Catholics and Contraception: An American History
by Leslie Woodcock Tentler
Cornell University Press 335 pp. $29.95
Leslie Woodcock Tentler maintains that mature Catholics reject their Church’s teaching on contraception. Indeed, in her recent Catholics and Contraception: An American History , she holds that greater sensitivity to the realities of marriage and sexuality will eventually lead the Church to abandon that teaching.
Perhaps it is a tribute to a book that readers are led, by the facts it presents, to conclusions quite the opposite of those advanced by the author. Much of Catholics and Contraception indicates that the Catholic Church at one time, even in the face of a hostile cultural climate, successfully formed Catholics in accord with its teaching. Tentler ably demonstrates that in the first half of the twentieth century there was a concerted effort by bishops and priests to promote the Church’s teaching on contraception”and that Catholics complied at an impressive rate, apparently quite happily so and with little resentment.
Tentler writes about a few priests whose presentations against contraception were excessively harsh or insensitive, but she also notes a number of upbeat and pastorally adept priests. Many laity admired their Church’s increasingly lonely defense of a procreative sexual ethic. Many shared their clergy’s anxieties when it came to emancipated views of sex. And a great many Catholics responded with a visceral surge of tribal loyalty when public proponents of birth control attacked the Catholic Church, Tentler observes. Young Catholics, then, especially the best educated, were among the teaching’s most fervent proponents, with birthrates exceeding the burgeoning national average. Aspiring to domestic sanctity, these young idealists won the admiration of numerous priests, who were thereby confirmed in their own commitment to a near-heroic sexual discipline.
Few Catholics today report that they have ever heard a homily supporting the Church’s teaching on any sexual matter, let alone contraception. Tentler’s book thoroughly belies the misconception that it was always thus. She uses diocesan archives to show that before 1960 many missions devoted to the topic of contraception were preached by priests from various religious orders. In some dioceses, priests were expected to preach on the subject at least once a year, and it was not unusual for priests to raise the issue of contraception in the confessional. Tentler speaks of the powerful witness of slim, sophisticated, and serene Catholic women who seemed to manage the demands of large families very ably. On editorial pages of secular newspapers, bishops engaged pro-contraception crusaders such as Margaret Sanger. They periodically mobilized their priests to read pastoral letters against attempts to overturn laws that banned or restricted contraception. Bishops wrestled with the government over programs that distributed condoms in the military and to welfare recipients. They also campaigned against promotion of contraception in third-world countries as a means of population control.

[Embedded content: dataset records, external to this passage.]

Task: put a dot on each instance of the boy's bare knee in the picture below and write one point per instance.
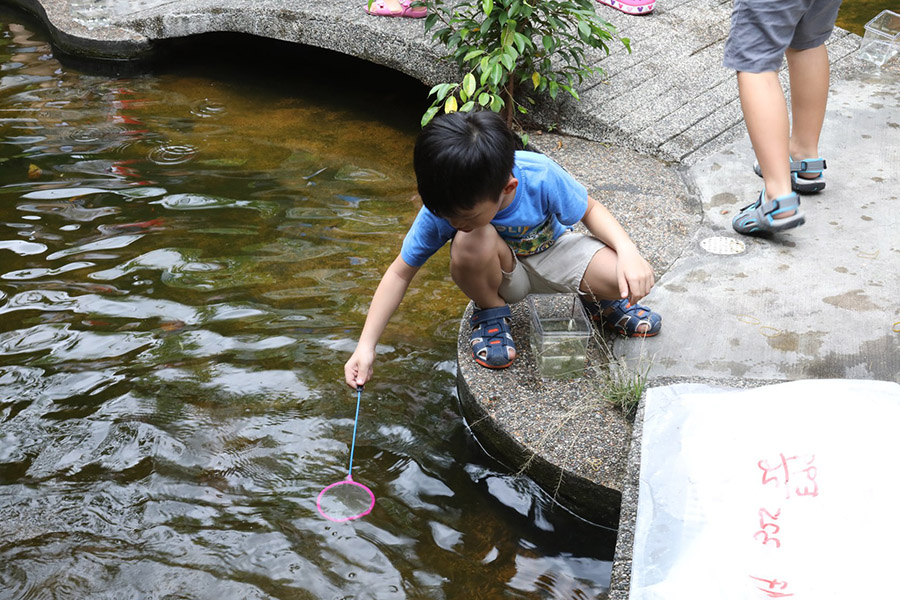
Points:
(474, 247)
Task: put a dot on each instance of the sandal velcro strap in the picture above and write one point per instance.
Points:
(812, 165)
(491, 338)
(759, 217)
(624, 318)
(781, 204)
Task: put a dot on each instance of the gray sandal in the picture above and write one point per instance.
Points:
(804, 185)
(759, 217)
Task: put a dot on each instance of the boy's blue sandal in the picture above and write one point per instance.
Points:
(623, 318)
(804, 185)
(491, 339)
(759, 217)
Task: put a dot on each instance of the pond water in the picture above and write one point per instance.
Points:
(186, 258)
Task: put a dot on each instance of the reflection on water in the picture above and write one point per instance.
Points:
(185, 262)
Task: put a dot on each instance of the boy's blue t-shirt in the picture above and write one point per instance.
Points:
(548, 202)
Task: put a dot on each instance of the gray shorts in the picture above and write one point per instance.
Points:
(557, 270)
(761, 30)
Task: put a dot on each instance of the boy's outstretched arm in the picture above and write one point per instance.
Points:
(388, 295)
(634, 274)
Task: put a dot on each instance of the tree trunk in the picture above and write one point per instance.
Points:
(510, 105)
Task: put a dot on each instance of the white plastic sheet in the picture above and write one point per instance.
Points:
(785, 491)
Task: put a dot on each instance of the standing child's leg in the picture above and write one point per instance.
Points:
(809, 94)
(765, 112)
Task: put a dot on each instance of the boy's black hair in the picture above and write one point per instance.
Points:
(462, 159)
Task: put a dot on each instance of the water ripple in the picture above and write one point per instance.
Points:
(22, 248)
(174, 154)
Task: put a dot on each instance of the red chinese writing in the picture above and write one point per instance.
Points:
(796, 474)
(773, 587)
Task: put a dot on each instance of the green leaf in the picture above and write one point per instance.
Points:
(521, 42)
(584, 30)
(443, 91)
(450, 105)
(469, 84)
(547, 42)
(473, 54)
(429, 114)
(497, 74)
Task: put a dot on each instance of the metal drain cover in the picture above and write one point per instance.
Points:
(723, 245)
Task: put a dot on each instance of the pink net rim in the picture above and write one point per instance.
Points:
(347, 481)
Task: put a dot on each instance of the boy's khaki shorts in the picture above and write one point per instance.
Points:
(557, 270)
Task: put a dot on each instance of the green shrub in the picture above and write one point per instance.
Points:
(505, 46)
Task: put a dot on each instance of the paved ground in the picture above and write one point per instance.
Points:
(818, 302)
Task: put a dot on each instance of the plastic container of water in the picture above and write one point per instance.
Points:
(882, 38)
(560, 334)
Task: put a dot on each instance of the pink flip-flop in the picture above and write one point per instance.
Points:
(380, 9)
(631, 7)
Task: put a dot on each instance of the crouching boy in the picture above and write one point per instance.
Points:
(509, 216)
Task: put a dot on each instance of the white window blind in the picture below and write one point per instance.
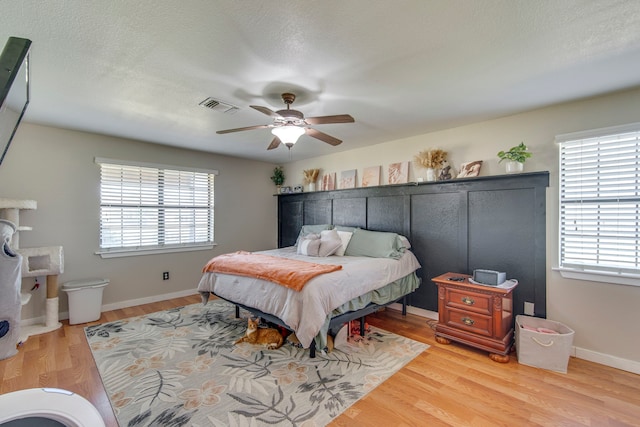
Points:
(600, 200)
(153, 207)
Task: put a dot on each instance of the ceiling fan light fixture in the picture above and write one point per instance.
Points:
(288, 134)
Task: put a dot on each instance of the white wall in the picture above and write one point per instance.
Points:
(602, 315)
(56, 168)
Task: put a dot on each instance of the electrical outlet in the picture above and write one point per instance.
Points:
(528, 308)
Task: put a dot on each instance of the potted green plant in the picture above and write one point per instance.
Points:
(278, 177)
(515, 158)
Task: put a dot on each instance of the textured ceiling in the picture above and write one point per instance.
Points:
(139, 69)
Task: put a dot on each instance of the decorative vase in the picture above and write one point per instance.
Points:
(514, 167)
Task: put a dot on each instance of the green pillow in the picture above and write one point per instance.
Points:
(377, 244)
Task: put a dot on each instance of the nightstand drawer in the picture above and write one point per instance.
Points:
(471, 322)
(468, 300)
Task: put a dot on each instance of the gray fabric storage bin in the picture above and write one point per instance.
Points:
(543, 350)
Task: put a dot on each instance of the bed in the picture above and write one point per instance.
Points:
(375, 269)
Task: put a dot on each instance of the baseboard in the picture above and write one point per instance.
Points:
(580, 353)
(116, 306)
(607, 360)
(415, 310)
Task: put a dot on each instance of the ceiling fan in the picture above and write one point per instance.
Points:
(288, 125)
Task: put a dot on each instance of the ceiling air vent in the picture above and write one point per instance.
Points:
(219, 106)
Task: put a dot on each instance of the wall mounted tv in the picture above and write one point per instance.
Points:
(14, 89)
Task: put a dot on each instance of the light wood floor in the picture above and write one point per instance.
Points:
(446, 385)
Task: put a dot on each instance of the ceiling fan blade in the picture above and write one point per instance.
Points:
(245, 128)
(265, 110)
(323, 136)
(340, 118)
(274, 144)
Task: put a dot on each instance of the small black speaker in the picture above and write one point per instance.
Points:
(489, 277)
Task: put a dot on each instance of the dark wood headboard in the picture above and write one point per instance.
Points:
(494, 222)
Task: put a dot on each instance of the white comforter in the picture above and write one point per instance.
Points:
(306, 311)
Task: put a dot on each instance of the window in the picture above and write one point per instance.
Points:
(600, 205)
(147, 208)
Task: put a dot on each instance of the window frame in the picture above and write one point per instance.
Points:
(158, 248)
(604, 274)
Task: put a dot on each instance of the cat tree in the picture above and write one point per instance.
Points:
(44, 261)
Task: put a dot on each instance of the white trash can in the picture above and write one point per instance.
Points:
(85, 299)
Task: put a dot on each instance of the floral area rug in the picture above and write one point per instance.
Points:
(181, 367)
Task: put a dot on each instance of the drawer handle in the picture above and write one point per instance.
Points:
(468, 301)
(468, 321)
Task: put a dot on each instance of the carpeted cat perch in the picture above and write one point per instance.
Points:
(10, 281)
(34, 262)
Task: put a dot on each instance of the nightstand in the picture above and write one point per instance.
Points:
(480, 316)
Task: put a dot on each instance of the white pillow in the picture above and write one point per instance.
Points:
(309, 245)
(330, 242)
(345, 236)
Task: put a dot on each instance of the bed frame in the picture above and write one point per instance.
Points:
(334, 325)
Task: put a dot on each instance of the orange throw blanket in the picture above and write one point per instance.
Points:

Tentler reports that her interviews with fifty-six priest informants, ordained mostly in the Midwest between 1938 and 1963, demonstrate that most priests reject the Church’s teaching on contraception. But surely Tentler could have found other priests, even in that age group, who support the teaching. She speaks of the courage of those who dared to speak out against it; she might discover that those who have defended the teaching have suffered significant persecution from those advocating change. Tentler concedes that there is a growing number of young Catholics who embrace the Church’s teaching (although she rather condescendingly suggests that as their families grow they will probably change their minds). She also claims that young priests who accept the teaching are merely papal loyalists, unable to offer any coherent arguments for their position. Tentler makes no mention of the various natural-family-planning groups (indeed, she still speaks of the rhythm method) and no mention of the rapidly growing popularity of the theology of the body among laypeople and priests.
Catholics and Contraception would profit from a larger data pool; a good start would be Sterilization Reversals , a book of testimonies by Catholics who had recourse to sterilization and later came to regret it.
It is curious that Tentler never mentions what forms of contraception were being used in the years she studies. She does not report how effective contraception was during that time, or how satisfied contraceptors were with their sex lives, their marriages, and their family size.
Along the way, Tentler casually notes the possibility that widespread use of contraception might have something to do with the hypersexualization of our culture; she nonetheless believes that contraception is the antidote to a host of marital problems. She does not consider the possibility that contraception has created more problems than it has solved. Surely it is now time for a long sober look at the likely connection between widespread contraceptive use and promiscuity, unwed pregnancy, abortion, divorce, and even poverty.
Still, even Tentler’s insufficient material tends to undermine her argument. While reading Catholics and Contraception , I discovered a new hero, Father John Ford, who worked very hard to get the Vatican and the American episcopacy to continue their strong advocacy of the Church’s teaching on sexuality. Thus, in spite of my complaints, I am enthusiastically recommending this book as a portrait of a vibrant time in the Church’s past, one I think young priests and young couples might well revive.
Janet E. Smith is the Father Michael J. McGivney Chair of Life Ethics at the Sacred Heart Major Seminary in Detroit, Michigan.